If fully placed, the offering would raise new equity in a gross amount of €725 million in cash. Infineon intends to use the proceeds to repay debt and strengthen its liquidity position. In particular, the company plans to repay its convertible bonds maturing in June 2010, of which a nominal amount of €522 million are outstanding, and its exchangeable bonds maturing in August 2010, of which a nominal amount of Euro 48 million are outstanding.
The intended capital increase represents an important part of Infineon’s comprehensive refinancing plan. It should make a significant contribution to increase the economic value and sustainability of Infineon for the benefit of both the employees and the stakeholders", said Peter Bauer, CEO of Infineon Technologies AG.
This capital increase adds to the consistent sequence for the reduction of our liabilities: The buy-back of bonds, the placement of a convertible bond and the proceeds from the sale of the Wireline Communications segment. By not taking up further dept capital, Infineon’s accounting ratios strongly improve", said Dr. Marco Schröter, CFO of Infineon Technologies AG.
Apollo has agreed to provide a backstop for the rights offering relating to new shares not subscribed for. Apollo has committed to acquire at the subscription price up to approximately 326 million new shares not subscribed for, up to a maximum shareholding of 30% minus one share of Infineon’s share capital after implementation of the rights issue.

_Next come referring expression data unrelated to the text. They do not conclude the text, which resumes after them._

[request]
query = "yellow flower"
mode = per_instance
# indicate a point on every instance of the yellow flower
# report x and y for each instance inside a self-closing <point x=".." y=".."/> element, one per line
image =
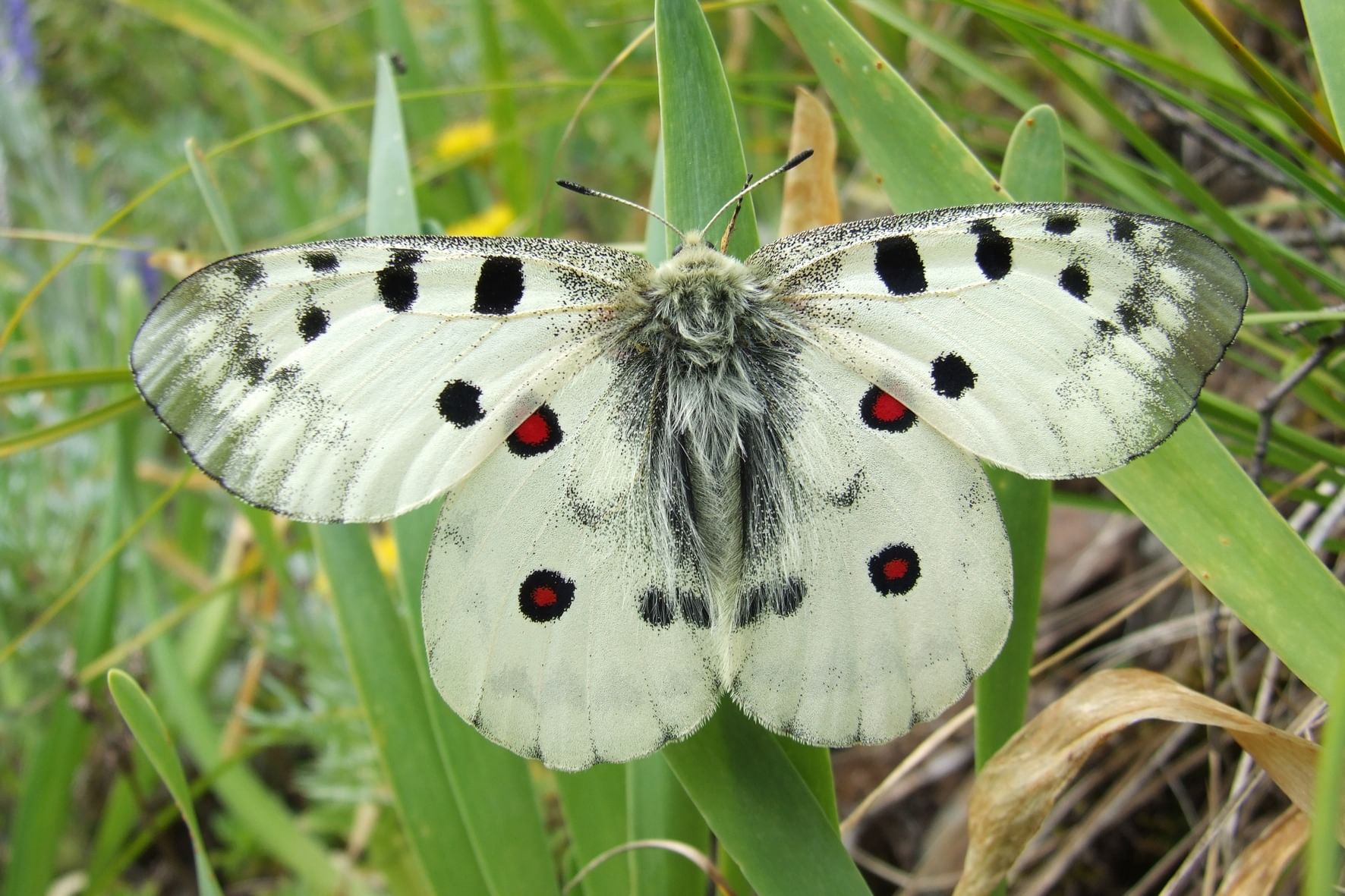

This commitment is subject to the condition that Apollo, after implementation of the rights offering, would have a minimum shareholding of 15% of Infineon’s share capital. If this minimum shareholding is not achieved, Apollo may, but is not obligated to, acquire all new shares not subscribed for. Apollo’s investment is also subject to regulatory approvals.
Upon completion of a successful investment representing a shareholding of 15% or more of Infineon’s share capital, Apollo will have designated, with the support of Infineon, the chairman of the supervisory board and will obtain a second seat on Infineon’s supervisory board thereafter.
Shareholders of Infineon will be entitled to exercise subscription rights with respect to the new shares offered at a subscription ratio of four new shares for every nine existing shares held, and Infineon’s depositary will make such subscription rights also available for the holders of Infineon’s American Depository Shares. The subscription period for the shares will commence following prospectus approval which is expected next week or the week thereafter. Settlement for the subscribed shares will take place approximately two weeks after the commencement of the subscription period, with settlement of Apollo’s investment expected to occur following receipt of the necessary regulatory approvals.